Mehrere britische Medien sorgen sich am Tag nach der Wahl in Großbritannien um die "Trumpifizierung" der Politik und fragen sich, ob Boris Johnson seine Versprechungen nun in die Tat umsetzen wird. Die konservative "Times" schreibt, die "Rote Mauer" der Labour-Partei sei nicht nur eingerissen, sondern abgerissen worden, das Land stehe vor einer "neuen politischen Ära". Anbei die Pressestimmen:
Der "Guardian" in London schreibt: Die Wahrheit ist ein fremdes Land geworden. Und es sind die Tories, die die schlimmsten Übeltäter waren und jeden Trick aus dem Steve-Bannon-/Donald-Trump-Spielbuch übernommen haben. Warum eine kleine Lüge erzählen, wenn du mit einer großen noch besser dran bist? Und wenn du beim Lügen erwischt wirst, entschuldige dich nie. Setz einfach noch einen drauf. Erzähl eine Lüge oft genug, dann werden einige Leute es glauben. Und eine beachtliche Zahl war dumm genug gewesen, auf (Johnsons Slogan) "Get Brexit done" hereinzufallen. Die ungeheuerlichste Lüge überhaupt.

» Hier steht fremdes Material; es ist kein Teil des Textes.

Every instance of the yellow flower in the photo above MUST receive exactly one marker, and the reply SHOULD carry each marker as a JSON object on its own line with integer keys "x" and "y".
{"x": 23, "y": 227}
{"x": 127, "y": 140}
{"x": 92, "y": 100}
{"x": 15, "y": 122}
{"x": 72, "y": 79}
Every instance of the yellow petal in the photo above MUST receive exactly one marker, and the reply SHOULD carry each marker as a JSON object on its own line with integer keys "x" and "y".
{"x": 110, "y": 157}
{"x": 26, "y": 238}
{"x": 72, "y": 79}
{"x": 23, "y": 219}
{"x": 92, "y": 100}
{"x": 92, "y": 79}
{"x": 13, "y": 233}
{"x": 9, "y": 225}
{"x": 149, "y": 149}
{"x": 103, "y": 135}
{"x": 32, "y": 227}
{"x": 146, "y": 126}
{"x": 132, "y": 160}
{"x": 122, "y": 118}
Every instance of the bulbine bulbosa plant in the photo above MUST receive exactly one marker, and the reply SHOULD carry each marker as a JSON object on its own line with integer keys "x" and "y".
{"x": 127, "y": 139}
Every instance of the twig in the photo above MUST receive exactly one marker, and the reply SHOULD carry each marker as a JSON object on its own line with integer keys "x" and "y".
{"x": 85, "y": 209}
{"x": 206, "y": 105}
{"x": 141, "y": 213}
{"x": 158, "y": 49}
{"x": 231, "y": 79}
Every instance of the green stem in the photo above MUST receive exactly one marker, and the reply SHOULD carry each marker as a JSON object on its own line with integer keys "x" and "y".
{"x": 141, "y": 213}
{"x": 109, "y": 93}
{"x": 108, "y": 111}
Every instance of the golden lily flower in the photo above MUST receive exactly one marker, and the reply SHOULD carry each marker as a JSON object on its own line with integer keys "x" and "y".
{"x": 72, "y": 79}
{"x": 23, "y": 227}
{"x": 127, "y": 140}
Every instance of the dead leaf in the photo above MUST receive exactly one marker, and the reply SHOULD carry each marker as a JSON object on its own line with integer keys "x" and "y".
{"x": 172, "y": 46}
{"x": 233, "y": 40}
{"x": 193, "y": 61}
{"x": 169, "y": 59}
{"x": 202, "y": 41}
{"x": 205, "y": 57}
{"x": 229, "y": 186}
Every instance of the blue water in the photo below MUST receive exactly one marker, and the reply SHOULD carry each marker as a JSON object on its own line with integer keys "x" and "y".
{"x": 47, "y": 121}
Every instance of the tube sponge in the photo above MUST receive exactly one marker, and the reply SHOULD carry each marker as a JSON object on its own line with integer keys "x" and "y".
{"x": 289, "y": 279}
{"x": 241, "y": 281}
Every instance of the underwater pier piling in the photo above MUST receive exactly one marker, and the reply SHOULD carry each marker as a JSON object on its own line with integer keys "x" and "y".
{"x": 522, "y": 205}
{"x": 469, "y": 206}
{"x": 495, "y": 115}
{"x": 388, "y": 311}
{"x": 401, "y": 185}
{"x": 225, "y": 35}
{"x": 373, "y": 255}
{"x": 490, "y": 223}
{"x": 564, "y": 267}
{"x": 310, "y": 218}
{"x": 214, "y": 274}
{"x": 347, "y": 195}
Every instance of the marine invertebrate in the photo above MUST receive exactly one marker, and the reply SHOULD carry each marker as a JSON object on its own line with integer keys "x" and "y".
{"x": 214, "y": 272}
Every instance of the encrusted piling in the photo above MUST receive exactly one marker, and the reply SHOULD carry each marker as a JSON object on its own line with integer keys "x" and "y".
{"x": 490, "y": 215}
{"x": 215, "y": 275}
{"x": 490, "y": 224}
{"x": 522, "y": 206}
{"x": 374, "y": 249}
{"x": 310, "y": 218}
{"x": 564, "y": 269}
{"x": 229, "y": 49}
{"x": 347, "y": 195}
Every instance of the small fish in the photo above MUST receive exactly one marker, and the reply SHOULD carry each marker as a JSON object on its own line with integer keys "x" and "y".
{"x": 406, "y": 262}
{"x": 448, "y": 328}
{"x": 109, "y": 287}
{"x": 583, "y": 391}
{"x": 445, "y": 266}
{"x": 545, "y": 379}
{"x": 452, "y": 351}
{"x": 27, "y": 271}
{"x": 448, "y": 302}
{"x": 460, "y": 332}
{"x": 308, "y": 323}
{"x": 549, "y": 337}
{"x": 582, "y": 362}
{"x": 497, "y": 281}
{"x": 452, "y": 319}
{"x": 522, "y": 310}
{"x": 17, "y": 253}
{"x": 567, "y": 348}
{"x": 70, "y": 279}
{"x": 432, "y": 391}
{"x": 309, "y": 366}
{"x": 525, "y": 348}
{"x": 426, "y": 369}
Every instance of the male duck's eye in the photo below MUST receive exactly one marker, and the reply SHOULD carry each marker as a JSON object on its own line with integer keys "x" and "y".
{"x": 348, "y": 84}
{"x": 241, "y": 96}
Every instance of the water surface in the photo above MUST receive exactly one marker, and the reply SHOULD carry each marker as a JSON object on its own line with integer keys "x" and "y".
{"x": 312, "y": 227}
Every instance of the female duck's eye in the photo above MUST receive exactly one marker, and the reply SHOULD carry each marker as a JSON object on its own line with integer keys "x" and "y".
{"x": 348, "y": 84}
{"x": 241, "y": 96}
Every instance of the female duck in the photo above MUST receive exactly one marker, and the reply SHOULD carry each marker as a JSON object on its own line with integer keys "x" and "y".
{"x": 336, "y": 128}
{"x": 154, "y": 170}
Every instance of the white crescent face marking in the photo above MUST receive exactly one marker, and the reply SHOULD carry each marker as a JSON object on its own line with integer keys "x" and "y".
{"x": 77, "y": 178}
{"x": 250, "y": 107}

Die "Times" kontert: Boris Johnson ist ein außergewöhnliches politisches Manöver gelungen. Er übernahm die Führung der Konservativen in einem Moment, in dem seine Partei zwischen der Brexit-Partei und den Liberaldemokraten kurz vor dem Zusammenbruch zu stehen schien. Jetzt hat er einen großen Sieg errungen. Er und Dominic Cummings haben ihr Timing und ihre Botschaft richtig hinbekommen. Sie waren auch skrupellos darin, ihre Koalition zusammenzuschweißen. (...)
Sie verließen sich auch auf ihr Glück, der größte Teil davon war Jeremy Corbyn. Er sorgte dafür, dass die gemäßigteren Konservativen die Tories wählten, obwohl sie Zweifel an Boris Johnson hatten. Er vereinte weder die liberale Linke noch die Mitte hinter einer Leitlinie zum Aufhalten des Brexits oder die traditionelle Labour-Wählerschaft hinter einem populistischen Manifest. Er war nicht in der Lage, sich der Rücksichtslosigkeit von Johnson und Cummings zu widersetzen.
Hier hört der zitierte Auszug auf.